15-887*: Planning, Execution, and Learning
Schedule, Notes, Readings
Fall 2012
- Mondday, September 10: Introduction
- Lecture Notes
- Points to remember from the discussion in class:
- Planning is equivalent to "problem solving," formalized in terms of states, goals, and actions.
- Planning is "thinking" and not executing. It needs models of states and actions.
- Execution performs the actions of a plan, and monitors their applicability on the perceived states.
- Learning improves planning and execution through experience.
- Different planning problems require different assumptions
about state and actions, which can make a problem easier or harder to solve.
- No assigned readings besides lecture notes.
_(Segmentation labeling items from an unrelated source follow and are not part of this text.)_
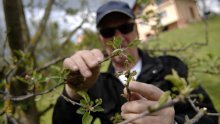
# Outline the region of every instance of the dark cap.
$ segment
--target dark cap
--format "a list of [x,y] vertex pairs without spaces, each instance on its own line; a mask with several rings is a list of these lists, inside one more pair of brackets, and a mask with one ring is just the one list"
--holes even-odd
[[98,8],[96,12],[96,26],[98,26],[98,24],[104,18],[104,16],[112,12],[119,12],[127,15],[132,19],[135,18],[132,9],[129,7],[127,3],[122,1],[110,1]]

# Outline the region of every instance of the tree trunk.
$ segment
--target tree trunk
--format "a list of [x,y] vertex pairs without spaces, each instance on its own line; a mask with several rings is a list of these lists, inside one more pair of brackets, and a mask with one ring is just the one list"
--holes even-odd
[[[15,52],[16,50],[25,50],[30,35],[25,20],[23,5],[21,0],[3,0],[5,21],[7,27],[7,37],[12,56],[18,60],[20,56]],[[25,68],[18,66],[15,75],[25,73]],[[12,96],[25,95],[28,84],[22,83],[18,80],[10,80],[10,94]],[[39,124],[39,116],[34,98],[19,102],[21,106],[15,108],[15,115],[18,123],[21,124]],[[17,104],[18,105],[18,104]]]

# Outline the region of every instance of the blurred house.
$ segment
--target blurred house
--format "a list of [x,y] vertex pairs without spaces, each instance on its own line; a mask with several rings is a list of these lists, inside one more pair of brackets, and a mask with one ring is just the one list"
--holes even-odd
[[151,0],[146,6],[143,18],[137,19],[140,39],[147,40],[155,34],[152,27],[160,25],[162,31],[181,28],[189,23],[200,20],[196,0]]

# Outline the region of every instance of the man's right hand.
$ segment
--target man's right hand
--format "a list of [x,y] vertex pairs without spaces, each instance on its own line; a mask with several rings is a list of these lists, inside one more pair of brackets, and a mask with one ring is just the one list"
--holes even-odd
[[[78,99],[78,95],[73,89],[88,90],[95,84],[99,74],[98,63],[103,61],[103,59],[102,52],[98,49],[93,49],[78,51],[64,60],[64,68],[71,71],[67,79],[67,85],[65,85],[67,94],[71,98]],[[84,82],[79,81],[80,78],[84,78]]]

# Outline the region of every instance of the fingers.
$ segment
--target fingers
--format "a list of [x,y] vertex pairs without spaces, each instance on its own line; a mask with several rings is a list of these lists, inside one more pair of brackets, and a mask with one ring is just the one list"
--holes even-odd
[[163,91],[158,87],[137,81],[132,81],[129,84],[129,89],[130,91],[139,93],[144,98],[153,101],[159,100],[160,96],[163,94]]
[[[140,116],[140,114],[135,114],[135,113],[127,113],[127,114],[121,114],[122,118],[125,120],[135,118]],[[132,124],[162,124],[162,119],[156,117],[156,116],[145,116],[141,117],[139,119],[136,119],[132,121]]]
[[142,113],[146,111],[149,106],[155,104],[156,102],[146,99],[130,101],[122,105],[121,111],[123,113]]
[[103,54],[98,49],[83,50],[75,53],[70,58],[64,60],[64,68],[72,71],[80,71],[83,77],[92,75],[91,69],[98,66],[98,63],[104,59]]
[[124,97],[127,98],[127,99],[129,99],[129,97],[130,97],[130,100],[131,100],[131,101],[133,101],[133,100],[139,100],[139,99],[144,98],[144,97],[142,97],[140,94],[135,93],[135,92],[131,92],[131,94],[130,94],[131,96],[129,96],[126,88],[124,88],[124,94],[123,94],[123,95],[124,95]]

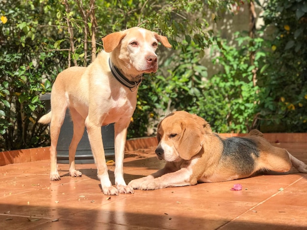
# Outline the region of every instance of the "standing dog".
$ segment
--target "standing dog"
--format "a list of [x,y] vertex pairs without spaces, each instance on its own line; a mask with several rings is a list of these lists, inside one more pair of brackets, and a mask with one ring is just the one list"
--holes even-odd
[[285,149],[272,146],[261,133],[223,138],[204,119],[186,112],[167,116],[158,126],[158,159],[165,166],[128,185],[141,190],[191,185],[250,177],[259,170],[287,172],[292,166],[307,173],[307,165]]
[[[167,47],[171,46],[166,37],[139,27],[109,34],[102,38],[102,42],[104,51],[87,68],[71,67],[58,74],[52,88],[51,110],[39,120],[51,123],[50,180],[60,180],[56,167],[56,145],[69,108],[74,123],[69,150],[70,175],[81,175],[76,169],[75,156],[86,126],[103,193],[133,193],[133,188],[124,180],[123,172],[127,128],[135,108],[143,73],[157,71],[155,52],[158,42]],[[115,123],[117,188],[109,179],[101,134],[101,126],[111,123]]]

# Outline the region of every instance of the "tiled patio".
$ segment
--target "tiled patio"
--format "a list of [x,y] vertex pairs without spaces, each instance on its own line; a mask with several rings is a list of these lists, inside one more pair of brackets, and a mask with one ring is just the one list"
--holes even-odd
[[[307,141],[293,139],[280,138],[274,144],[307,163]],[[125,178],[128,182],[163,165],[154,146],[127,150]],[[0,229],[307,229],[307,174],[294,168],[284,175],[109,198],[95,164],[77,166],[82,176],[71,178],[68,165],[59,164],[62,178],[56,182],[49,180],[48,160],[0,166]],[[114,182],[114,166],[108,167]],[[230,190],[238,183],[242,190]]]

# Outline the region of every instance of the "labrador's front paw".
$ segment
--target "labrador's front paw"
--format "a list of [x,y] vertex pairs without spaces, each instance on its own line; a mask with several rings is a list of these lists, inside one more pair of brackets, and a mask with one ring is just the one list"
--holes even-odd
[[125,193],[127,194],[127,193],[133,194],[134,193],[134,192],[133,192],[133,188],[129,185],[118,184],[116,186],[120,193]]
[[139,190],[154,190],[162,188],[162,187],[159,180],[155,179],[143,182],[140,184],[138,189]]

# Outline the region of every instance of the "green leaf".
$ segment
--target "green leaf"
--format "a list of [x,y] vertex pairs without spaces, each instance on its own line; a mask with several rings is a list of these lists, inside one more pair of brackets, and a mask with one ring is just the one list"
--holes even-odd
[[300,42],[298,43],[297,45],[295,46],[295,48],[294,49],[294,51],[297,53],[300,51],[301,48],[302,47],[302,43]]
[[303,11],[302,8],[298,8],[298,9],[297,9],[296,11],[295,12],[295,16],[296,16],[296,19],[297,20],[300,19],[305,14],[305,13]]
[[29,105],[29,108],[32,111],[34,111],[35,110],[35,106],[34,105]]
[[3,103],[5,106],[7,108],[11,108],[11,104],[10,103],[6,100],[1,99],[1,101]]
[[31,103],[32,104],[35,104],[39,100],[39,96],[38,95],[35,96],[31,100]]
[[303,28],[300,28],[299,29],[295,30],[295,32],[294,32],[294,38],[296,39],[297,37],[301,35],[301,34],[303,32]]
[[284,47],[284,50],[286,50],[287,49],[289,49],[294,46],[295,42],[293,40],[290,40],[288,41],[286,44],[285,46]]

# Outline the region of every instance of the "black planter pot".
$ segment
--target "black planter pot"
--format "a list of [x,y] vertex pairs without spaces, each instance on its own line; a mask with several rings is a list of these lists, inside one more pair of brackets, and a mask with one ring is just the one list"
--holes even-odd
[[[47,112],[49,112],[51,109],[51,93],[46,93],[40,97],[41,101],[45,102]],[[69,163],[68,147],[73,138],[73,122],[70,118],[69,110],[67,110],[63,125],[61,128],[61,132],[56,146],[57,160],[58,163]],[[102,135],[105,158],[108,159],[113,159],[115,155],[114,123],[102,126]],[[94,162],[86,129],[84,129],[83,136],[78,144],[75,160],[76,163],[78,164]]]

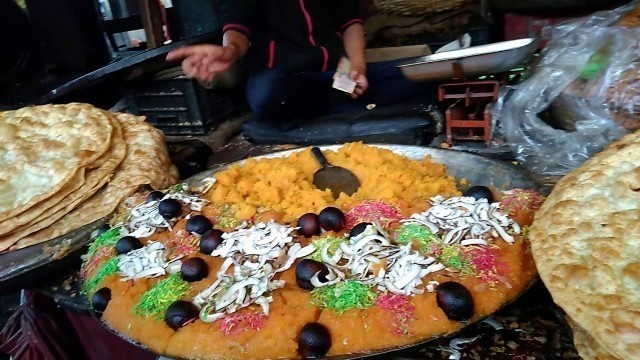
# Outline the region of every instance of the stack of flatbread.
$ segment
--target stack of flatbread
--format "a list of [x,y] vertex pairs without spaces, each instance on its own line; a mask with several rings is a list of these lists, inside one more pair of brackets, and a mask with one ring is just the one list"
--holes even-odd
[[0,252],[99,220],[141,185],[178,179],[164,136],[144,117],[88,104],[0,113]]
[[563,178],[530,232],[585,359],[640,359],[640,131]]

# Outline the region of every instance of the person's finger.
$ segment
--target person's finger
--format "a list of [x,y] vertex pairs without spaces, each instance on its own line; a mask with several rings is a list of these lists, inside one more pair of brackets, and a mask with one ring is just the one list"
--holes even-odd
[[222,46],[219,45],[190,45],[170,51],[166,56],[166,60],[175,61],[185,59],[190,56],[219,57],[222,55],[222,52]]
[[352,80],[357,81],[358,78],[360,77],[360,75],[362,75],[362,73],[359,70],[351,70],[349,72],[349,76],[351,77]]
[[200,49],[194,46],[181,47],[179,49],[169,51],[169,53],[167,54],[166,60],[167,61],[181,60],[188,56],[196,55],[200,51],[201,51]]

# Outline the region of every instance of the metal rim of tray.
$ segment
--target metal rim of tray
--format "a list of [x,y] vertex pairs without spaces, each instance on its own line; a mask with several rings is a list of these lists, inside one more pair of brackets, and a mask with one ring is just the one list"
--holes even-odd
[[[516,188],[516,187],[522,187],[522,188],[534,189],[534,190],[540,189],[540,186],[535,181],[529,179],[526,175],[521,173],[519,169],[517,169],[512,164],[486,158],[480,155],[475,155],[475,154],[470,154],[470,153],[460,152],[455,150],[443,150],[443,149],[426,148],[426,147],[420,147],[420,146],[384,145],[384,144],[367,144],[367,145],[388,149],[393,151],[395,154],[407,156],[413,160],[421,160],[426,156],[430,156],[434,162],[441,163],[447,166],[447,172],[456,178],[456,182],[458,183],[459,186],[462,186],[461,188],[466,188],[468,186],[474,186],[474,185],[485,185],[485,186],[494,187],[498,190],[506,190],[508,188]],[[332,150],[335,151],[342,146],[344,145],[330,145],[330,146],[319,146],[319,147],[323,151],[332,151]],[[278,151],[271,154],[251,157],[250,159],[259,160],[259,159],[285,157],[299,151],[304,151],[305,149],[307,149],[307,147]],[[215,175],[215,173],[220,172],[233,165],[237,165],[237,164],[243,165],[246,163],[246,161],[247,159],[235,161],[229,164],[224,164],[212,169],[205,170],[197,175],[194,175],[184,180],[184,182],[189,185],[200,185],[202,183],[202,180]],[[474,175],[474,172],[471,169],[480,169],[480,171]],[[469,176],[469,175],[472,175],[472,176]],[[464,185],[464,182],[463,184],[460,184],[460,180],[462,179],[466,179],[468,181],[468,184]],[[537,281],[538,281],[537,276],[534,276],[519,294],[514,296],[510,301],[502,304],[498,309],[496,309],[496,311],[486,316],[483,316],[482,318],[476,319],[473,322],[469,322],[465,324],[462,328],[458,329],[455,332],[442,334],[432,338],[422,339],[407,345],[372,350],[367,352],[330,356],[330,357],[326,357],[326,359],[350,360],[350,359],[359,359],[359,358],[385,355],[392,352],[407,350],[412,347],[421,346],[428,342],[435,341],[438,339],[454,336],[455,334],[467,329],[472,325],[478,324],[483,319],[492,316],[493,314],[502,310],[506,306],[510,305],[512,302],[517,300],[522,294],[526,293]],[[114,330],[109,324],[102,321],[101,318],[99,318],[98,321],[100,321],[100,323],[109,332],[113,333],[117,337],[135,346],[138,346],[142,349],[145,349],[150,352],[154,352],[151,349],[149,349],[149,347],[147,347],[146,345],[140,342],[137,342],[135,340],[132,340],[131,338]]]
[[517,40],[501,41],[493,44],[472,46],[466,49],[445,51],[442,53],[431,54],[431,55],[420,57],[418,58],[418,60],[413,60],[405,64],[398,65],[398,67],[403,68],[408,66],[436,63],[441,61],[459,60],[459,59],[469,58],[473,56],[498,54],[498,53],[513,51],[513,50],[530,46],[536,43],[538,40],[539,38],[524,38],[524,39],[517,39]]

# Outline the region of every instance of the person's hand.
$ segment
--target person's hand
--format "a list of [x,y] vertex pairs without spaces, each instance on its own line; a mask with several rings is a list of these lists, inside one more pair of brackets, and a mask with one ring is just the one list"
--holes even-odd
[[351,94],[351,98],[357,99],[369,89],[369,81],[367,80],[366,70],[352,69],[349,74],[351,79],[356,82],[356,89]]
[[167,61],[182,60],[182,71],[201,82],[211,82],[216,74],[226,71],[238,60],[233,46],[191,45],[167,54]]

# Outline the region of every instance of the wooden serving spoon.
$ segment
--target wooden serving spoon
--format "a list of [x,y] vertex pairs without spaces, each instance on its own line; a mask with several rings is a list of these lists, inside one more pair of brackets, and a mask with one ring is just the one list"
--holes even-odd
[[340,193],[353,195],[360,188],[360,181],[354,173],[340,167],[329,164],[322,151],[313,147],[311,153],[316,158],[321,168],[313,174],[313,185],[318,189],[329,189],[333,198],[337,199]]

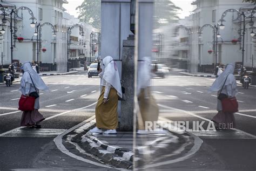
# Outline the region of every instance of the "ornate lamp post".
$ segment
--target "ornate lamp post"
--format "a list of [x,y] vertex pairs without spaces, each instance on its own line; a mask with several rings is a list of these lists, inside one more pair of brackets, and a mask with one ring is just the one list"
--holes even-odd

- Wednesday, September 12: Representation and Search
- Lecture Notes
- Points to remember from the discussion in class:
- Many ways to represent states and actions; have
significant effects on planning expressiveness and complexity
- State space grows exponentially in number of state variables
- Strips-assumption (add/delete lists) deals with Frame Problem
- Many ways to find solutions to planning problems -- differ
in complexity and how well they scale with respect to size
of search space
- People bring lots of real-world knowledge to bear when
they solve planning problems; most planners do not have
that luxury
- Writing a planning domain in terms of a set of predicates,
variables, and operators is a hard task.
- Planners characterized in terms of soundness, completeness,
optimality, and computational efficiency
- No assigned readings besides lecture notes.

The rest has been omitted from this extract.